16:24:03 <ihrachys> #topic Scenarios
16:24:08 <clarkb> glance recently removed rally beacuse it wasn't working at all for them
16:24:12 <clarkb> (just a datapoint)
16:24:26 <mlavalle> good to know, clarkb
16:24:57 <ihrachys> http://grafana.openstack.org/dashboard/db/neutron-failure-rate?panelId=8&fullscreen
16:25:32 <ihrachys> considering linuxbridge scenarios job is in good shape (failure spikes are reflected in other jobs, it's at 5% right now), do we want to consider it for voting too?
16:25:55 <mlavalle> yes
16:26:02 <mlavalle> let's go for it
16:26:07 <mlavalle> early in the cycle
16:26:18 <ihrachys> objections?
16:26:31 <slaweq> also only for check queue for now?
16:26:47 * ihrachys waves at rossella_s
16:27:14 <ihrachys> I would imagine yes, check queue for now
16:27:16 <rossella_s> ihrachys, hi!
16:27:29 <ihrachys> ok seems like no objections
16:27:34 <mlavalle> hola rossella_s
16:27:48 <ihrachys> #action slaweq to enable voting for linuxbridge scenarios
16:27:59 <slaweq> ok, sure
16:28:11 <rossella_s> mlavalle, hola :)
16:28:18 <slaweq> hi rossella_s
16:28:27 <ihrachys> slaweq, can you take over the meeting from here?
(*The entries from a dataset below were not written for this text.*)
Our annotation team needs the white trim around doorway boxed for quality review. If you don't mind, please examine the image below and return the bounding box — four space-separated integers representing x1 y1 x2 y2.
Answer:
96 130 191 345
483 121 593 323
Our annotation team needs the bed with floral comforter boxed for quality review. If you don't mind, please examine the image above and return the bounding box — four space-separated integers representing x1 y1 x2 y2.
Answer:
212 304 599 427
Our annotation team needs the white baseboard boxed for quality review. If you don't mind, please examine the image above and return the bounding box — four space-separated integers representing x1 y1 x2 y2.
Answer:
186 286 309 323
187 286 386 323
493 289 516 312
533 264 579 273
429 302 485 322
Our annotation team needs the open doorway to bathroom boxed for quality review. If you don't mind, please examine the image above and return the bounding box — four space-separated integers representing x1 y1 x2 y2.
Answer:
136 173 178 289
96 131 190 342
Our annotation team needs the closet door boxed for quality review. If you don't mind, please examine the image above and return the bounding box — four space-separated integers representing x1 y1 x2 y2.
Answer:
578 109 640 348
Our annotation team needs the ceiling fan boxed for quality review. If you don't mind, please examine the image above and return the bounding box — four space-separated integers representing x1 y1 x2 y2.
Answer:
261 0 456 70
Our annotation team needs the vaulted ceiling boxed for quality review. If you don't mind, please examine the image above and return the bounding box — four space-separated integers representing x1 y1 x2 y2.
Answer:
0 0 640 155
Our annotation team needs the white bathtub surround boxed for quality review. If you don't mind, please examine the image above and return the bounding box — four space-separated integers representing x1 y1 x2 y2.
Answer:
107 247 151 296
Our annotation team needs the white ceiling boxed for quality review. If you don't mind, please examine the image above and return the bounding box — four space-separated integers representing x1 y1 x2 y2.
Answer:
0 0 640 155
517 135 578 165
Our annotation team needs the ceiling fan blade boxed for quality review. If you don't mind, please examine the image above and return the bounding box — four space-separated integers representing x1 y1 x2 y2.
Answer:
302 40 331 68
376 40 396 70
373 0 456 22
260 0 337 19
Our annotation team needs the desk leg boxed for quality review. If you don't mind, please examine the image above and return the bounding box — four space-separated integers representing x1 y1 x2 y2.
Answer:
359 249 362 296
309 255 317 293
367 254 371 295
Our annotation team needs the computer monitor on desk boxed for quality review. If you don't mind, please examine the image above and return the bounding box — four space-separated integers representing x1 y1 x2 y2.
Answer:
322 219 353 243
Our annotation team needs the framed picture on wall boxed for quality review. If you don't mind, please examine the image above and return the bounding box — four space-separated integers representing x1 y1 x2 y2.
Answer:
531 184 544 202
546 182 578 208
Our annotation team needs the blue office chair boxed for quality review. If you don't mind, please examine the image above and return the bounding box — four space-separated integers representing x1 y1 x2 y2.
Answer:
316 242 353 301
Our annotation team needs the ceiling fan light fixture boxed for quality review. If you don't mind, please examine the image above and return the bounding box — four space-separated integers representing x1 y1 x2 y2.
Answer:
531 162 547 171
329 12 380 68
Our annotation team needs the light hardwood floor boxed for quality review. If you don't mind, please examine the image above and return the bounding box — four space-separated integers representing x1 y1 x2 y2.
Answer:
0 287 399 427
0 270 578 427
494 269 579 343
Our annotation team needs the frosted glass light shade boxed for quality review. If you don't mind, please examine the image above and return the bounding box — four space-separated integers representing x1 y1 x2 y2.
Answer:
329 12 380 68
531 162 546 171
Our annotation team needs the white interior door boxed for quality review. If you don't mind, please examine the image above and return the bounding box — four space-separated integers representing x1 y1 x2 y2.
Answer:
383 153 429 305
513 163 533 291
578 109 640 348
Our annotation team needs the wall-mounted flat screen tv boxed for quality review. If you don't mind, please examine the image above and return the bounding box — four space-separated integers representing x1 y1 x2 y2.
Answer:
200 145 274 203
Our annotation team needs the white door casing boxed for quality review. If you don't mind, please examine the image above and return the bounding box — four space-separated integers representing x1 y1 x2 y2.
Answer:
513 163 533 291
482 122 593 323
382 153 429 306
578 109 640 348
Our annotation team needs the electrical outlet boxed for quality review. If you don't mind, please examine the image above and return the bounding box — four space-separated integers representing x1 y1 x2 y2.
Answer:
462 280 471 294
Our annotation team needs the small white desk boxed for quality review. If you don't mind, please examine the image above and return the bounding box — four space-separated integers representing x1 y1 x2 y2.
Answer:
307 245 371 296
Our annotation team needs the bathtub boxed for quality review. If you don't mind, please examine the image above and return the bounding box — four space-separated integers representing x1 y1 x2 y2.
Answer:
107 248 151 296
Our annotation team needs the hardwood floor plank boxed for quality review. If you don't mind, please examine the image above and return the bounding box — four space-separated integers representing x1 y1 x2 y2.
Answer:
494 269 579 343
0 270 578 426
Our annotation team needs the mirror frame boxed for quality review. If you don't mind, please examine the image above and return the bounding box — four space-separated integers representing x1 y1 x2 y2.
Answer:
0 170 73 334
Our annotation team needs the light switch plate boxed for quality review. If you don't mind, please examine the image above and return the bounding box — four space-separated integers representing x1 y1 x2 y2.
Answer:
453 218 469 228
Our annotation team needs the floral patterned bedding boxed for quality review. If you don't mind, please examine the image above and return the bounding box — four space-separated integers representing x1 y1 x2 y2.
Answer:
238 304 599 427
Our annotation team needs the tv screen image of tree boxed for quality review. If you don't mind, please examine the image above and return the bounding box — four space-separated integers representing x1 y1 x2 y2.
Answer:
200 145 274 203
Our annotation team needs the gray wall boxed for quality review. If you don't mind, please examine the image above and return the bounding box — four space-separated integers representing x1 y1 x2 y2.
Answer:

I gotta bail out.
16:28:45 <slaweq> sure
16:28:47 <ihrachys> #chair slaweq
16:28:48 <openstack> Current chairs: ihrachys slaweq
16:28:55 <slaweq> do You have link to agenda somewhere?
16:29:02 <ihrachys> there is no agenda :)
16:29:19 <mlavalle> we can follow previous meetings
16:29:24 <ihrachys> but basically look at dvr scenarios that would be the main thing :)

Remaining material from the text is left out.